A popular feature of many real estate websites is the ability to search for neighborhood- and town-level statistics on crime, rated school quality, income, age, concentration of school-age children, and a host of other demographic variables. Now the National Fair Housing Alliance, the busy group that has extracted tens of millions of dollars from other businesses through complaints and litigation, says it is considering complaints against sites that offer search for information related to forbidden fair housing categories (race, national origin, family structure, and others) and either offer real estate for sale or refer business to real estate agencies. Site operators object that the offending information typically comes from the U.S. Census Bureau itself and that consumers could still obtain such information online, if a bit less conveniently, even if real estate sites stopped offering it. [Kenneth Harney, Washington Post/syndicated]
Commenter Eric Rasmusen at Prof. Bainbridge, via Maitland, quotes Sir Frederick Pollock, Principles of Contract, originally published in 1876:
…the Roman invention, adopted and largely developed in modern systems of law, of constituting the official character of the holders for the time being of the same office, or the common interest of the persons who for the time being are adventurers in the same undertaking, into an artificial person or ideal subject of legal capacities and duties.
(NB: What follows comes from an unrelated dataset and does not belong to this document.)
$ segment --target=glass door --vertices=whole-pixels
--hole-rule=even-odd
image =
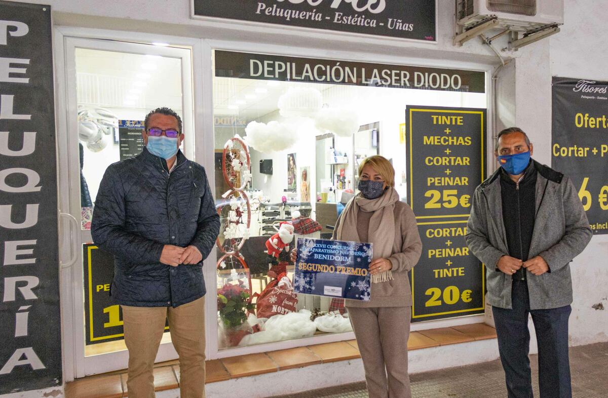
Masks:
[[[78,233],[71,242],[75,376],[127,367],[122,313],[111,303],[114,258],[92,242],[91,222],[99,184],[110,164],[139,153],[143,119],[151,109],[173,109],[184,122],[182,150],[193,157],[191,51],[148,44],[67,37],[70,214]],[[74,228],[74,227],[72,227]],[[167,331],[157,362],[178,355]]]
To put it differently, the law’s handling of enterprises as people was old news in Roman times. More on the misguided attack on rights-bearing by business organizations: Josiah Neeley, Matt Yglesias (“5 mistakes liberals make about corporate personhood and Hobby Lobby”).
No misprint, the kid’s age was 11. [Lenore Skenazy, Reason; Bristol, Ct.] Related, from Free-Range Kids: “Kid, 8, Skips Church to Play. Dad Arrested” (Blanchester, Ohio). More: Radley Balko (“the criminalization of parenthood”).